Back to Honeycomb, Android 3.0 is designed "only" for tablets. What does that really mean? First, Android 1.x~2.x was designed for devices with 3.7 to 4-inch screen with a 800 x 480 pixel screen resolution. Manufacturers may come out with different hardware configurations, but the 3.7 to 4-inch (800 x 480) screen is the reference design. The user interface is designed with icons and indicators which are optimized for this screen size. App developers design applications taking this reference into consideration.

This interface simply won't work at 4-inches, and it is not designed too.

Android 3.0 is designed around a 10.1-inch, 1280 x 800 resolution, screen. A 4-inch screen is about half the size of a 7-inch screen, and a 7-inch screen is about half the size of a 10.1-inch screen. An interface which looks good and works well at 4-inches would look rather ungainly on a 10.1-inch screen. Features, like tabs on a web browser, like the ones on Mozilla Firefox or Google Chrome browsers would work fine on a 10.1-inch, 1280 x 800 resolution, screen. On a 4-inch 800 x 480 screen, you would need a stylus to select the tab which would be 1/4th its size on the 4-inch  screen as against the 10.1-inch screen.  

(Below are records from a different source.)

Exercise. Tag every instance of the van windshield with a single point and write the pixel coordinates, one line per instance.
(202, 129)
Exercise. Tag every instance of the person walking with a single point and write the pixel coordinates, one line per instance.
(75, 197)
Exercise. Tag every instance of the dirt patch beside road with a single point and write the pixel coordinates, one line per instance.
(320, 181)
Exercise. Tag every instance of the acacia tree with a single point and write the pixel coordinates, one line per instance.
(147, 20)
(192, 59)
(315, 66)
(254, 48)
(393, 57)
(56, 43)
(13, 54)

Second, Android 3.0 is designed around an iPad killer. Overkill if you ask me (but again for another article). The Apple iPad and the iPhone share the same hardware. Actually, the iPad is a lower powered iPhone having only half the RAM. It is an iPhone, without the call and SMS functions, with a larger screen and the benefits that brings. The iPad was not designed to compete with the MacBook Air.

Google designed its Android 3.0 around a dual core system that looks like it wants to try to replace your ultraportable personal computer. Built with strong multi-tasking, 3D effects graphics and 1080p HD capture and playback, the tablet is more than a bigger Android phone.  There is no hard and fast hardware requirement, but some features like 1080p HD video playback simply won't work in single core system. The wisdom "super tablet" of this approach is something only time will tell. I suspect we will continue to see lower cost, lower powered tablets in 2011. 

It would probably have been better if Google had named this as Android HD 1.0 or something like that. The 3.0 name, created expectations, which now have to be "managed".